Ortanca kardeşim inşallah kaşınmıyordur Babam, yeni ilaçlar almıştı. Minik kardeşimin doğumunda ebem de ilaç yapmıştı. İnşallah iyileşmiştir kardeşim.

Eve varır varmaz ortanca kardeşimin sırtına, karnına bakacağım..."

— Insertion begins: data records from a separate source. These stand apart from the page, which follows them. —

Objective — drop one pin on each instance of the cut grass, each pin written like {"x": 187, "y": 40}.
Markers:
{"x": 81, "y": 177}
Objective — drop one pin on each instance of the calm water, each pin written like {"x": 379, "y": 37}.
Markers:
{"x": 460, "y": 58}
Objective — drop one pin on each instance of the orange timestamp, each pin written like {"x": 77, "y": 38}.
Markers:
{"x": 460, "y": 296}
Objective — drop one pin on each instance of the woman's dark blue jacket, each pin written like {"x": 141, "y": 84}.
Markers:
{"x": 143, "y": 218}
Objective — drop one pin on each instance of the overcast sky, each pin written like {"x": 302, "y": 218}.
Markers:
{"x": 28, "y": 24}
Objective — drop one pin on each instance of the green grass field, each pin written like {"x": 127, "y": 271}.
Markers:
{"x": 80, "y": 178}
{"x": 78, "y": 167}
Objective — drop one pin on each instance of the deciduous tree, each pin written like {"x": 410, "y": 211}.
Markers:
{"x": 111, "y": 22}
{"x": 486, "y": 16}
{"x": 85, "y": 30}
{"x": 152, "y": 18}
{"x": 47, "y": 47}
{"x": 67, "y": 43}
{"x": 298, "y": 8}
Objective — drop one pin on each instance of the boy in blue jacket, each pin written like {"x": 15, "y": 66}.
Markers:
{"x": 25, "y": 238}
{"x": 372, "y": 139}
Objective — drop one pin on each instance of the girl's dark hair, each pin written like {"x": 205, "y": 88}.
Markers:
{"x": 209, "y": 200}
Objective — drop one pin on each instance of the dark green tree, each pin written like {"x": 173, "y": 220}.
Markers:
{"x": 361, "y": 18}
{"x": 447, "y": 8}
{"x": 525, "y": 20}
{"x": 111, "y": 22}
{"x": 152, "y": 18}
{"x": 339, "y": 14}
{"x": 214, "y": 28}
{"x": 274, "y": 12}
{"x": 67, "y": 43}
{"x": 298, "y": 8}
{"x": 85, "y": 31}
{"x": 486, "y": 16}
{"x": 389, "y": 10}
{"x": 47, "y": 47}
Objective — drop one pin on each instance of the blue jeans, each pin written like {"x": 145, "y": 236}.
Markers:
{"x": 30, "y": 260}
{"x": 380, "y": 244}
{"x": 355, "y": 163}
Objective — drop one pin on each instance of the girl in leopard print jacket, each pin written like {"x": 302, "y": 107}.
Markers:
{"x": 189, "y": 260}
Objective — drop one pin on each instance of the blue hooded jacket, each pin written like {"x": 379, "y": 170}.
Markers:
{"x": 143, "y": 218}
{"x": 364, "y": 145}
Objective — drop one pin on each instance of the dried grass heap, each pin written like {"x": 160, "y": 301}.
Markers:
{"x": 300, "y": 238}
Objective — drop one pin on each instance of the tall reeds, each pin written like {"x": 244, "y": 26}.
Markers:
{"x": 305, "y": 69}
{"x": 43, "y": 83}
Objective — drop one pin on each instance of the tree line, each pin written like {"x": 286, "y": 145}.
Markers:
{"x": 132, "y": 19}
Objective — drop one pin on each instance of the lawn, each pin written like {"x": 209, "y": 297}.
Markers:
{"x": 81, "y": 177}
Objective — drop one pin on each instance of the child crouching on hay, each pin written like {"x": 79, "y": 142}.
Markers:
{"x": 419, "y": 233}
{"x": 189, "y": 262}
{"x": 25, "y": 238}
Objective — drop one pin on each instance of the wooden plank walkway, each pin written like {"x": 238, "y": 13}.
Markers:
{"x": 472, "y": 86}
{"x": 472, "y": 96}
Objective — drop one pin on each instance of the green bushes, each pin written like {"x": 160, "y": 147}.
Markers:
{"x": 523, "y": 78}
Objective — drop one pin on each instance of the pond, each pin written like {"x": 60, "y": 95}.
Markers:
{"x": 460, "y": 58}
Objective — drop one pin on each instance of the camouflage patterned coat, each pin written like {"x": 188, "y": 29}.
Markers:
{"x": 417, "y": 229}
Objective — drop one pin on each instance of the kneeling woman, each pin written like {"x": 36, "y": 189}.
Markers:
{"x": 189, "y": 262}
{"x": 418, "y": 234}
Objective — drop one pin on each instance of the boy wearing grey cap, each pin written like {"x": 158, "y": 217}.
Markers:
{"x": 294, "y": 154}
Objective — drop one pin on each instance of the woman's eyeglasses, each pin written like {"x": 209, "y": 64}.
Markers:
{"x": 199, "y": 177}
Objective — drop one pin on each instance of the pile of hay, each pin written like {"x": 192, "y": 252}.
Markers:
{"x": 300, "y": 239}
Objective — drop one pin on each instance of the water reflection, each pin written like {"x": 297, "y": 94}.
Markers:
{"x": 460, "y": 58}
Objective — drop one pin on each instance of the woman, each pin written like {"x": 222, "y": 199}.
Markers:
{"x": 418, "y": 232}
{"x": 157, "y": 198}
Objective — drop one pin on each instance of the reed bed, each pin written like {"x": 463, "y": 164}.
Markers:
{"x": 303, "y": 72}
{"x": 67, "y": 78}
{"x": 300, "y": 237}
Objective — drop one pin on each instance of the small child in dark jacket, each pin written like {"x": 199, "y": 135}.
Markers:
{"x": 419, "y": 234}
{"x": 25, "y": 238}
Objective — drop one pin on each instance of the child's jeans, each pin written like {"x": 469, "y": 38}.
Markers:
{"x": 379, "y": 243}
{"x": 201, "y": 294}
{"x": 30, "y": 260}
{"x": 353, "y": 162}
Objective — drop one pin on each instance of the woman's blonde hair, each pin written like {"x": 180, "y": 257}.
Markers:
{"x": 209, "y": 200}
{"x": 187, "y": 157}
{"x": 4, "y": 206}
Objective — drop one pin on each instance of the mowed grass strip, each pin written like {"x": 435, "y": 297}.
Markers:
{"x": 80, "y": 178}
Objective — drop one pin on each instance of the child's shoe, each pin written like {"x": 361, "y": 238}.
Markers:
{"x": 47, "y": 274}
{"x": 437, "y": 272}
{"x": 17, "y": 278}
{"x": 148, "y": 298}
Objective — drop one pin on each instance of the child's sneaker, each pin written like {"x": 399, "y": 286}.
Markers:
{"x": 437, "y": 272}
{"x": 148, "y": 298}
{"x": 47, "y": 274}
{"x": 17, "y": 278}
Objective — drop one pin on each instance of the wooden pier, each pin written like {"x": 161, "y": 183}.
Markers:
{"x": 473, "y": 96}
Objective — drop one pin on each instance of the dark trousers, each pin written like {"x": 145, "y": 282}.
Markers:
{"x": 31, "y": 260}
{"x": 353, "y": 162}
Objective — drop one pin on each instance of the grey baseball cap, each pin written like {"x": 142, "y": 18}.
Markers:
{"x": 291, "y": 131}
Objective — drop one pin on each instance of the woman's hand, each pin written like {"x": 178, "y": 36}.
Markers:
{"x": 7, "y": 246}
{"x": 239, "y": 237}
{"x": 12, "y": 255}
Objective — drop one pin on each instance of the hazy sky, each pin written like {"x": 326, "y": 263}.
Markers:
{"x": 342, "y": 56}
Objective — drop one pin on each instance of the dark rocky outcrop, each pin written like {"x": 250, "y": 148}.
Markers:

Ahlat ağacının yanına gelmişim. Sırtımı ağacın gövdesine verip Belova'ya bakındım. Evler gine uzaktaydı. Sarıkaya da öyleydi. Sırtımı gövdeden ayırmadan dönüp Aşağı Belova'ya baktım. Yolun yarısını biraz geçmişim o kadar. Kurtların olduğu ormanın devamına göz attım. Tarla, yan yukarı uzanıyordu. Kurtlar görünmüyordu ama, ormanda oldukları kesindi. Bana öyle geliyordu. Ormanın ucundan bana saldırdıklarında ağaca çıkabilir miyim diye gövdeye bakındım. Ağlayacak gibi oldum. Ağaca çıkana kadar kurtlar gelip ayaklarımdan yakalarlardı beni. Soğuktan uyuşmuş ellerim kibrit kutusuyla çöpleri zor tutuyordu. Ağacın buz gibi kabuklarını nasıl tutabilirlerdi?.. Soğuktan zaten uyuşuktum, hepten uyuştum. Bir tek sırtım kendinde. Ağacın gövdesine dayandığım için yüküm biraz hafifledi.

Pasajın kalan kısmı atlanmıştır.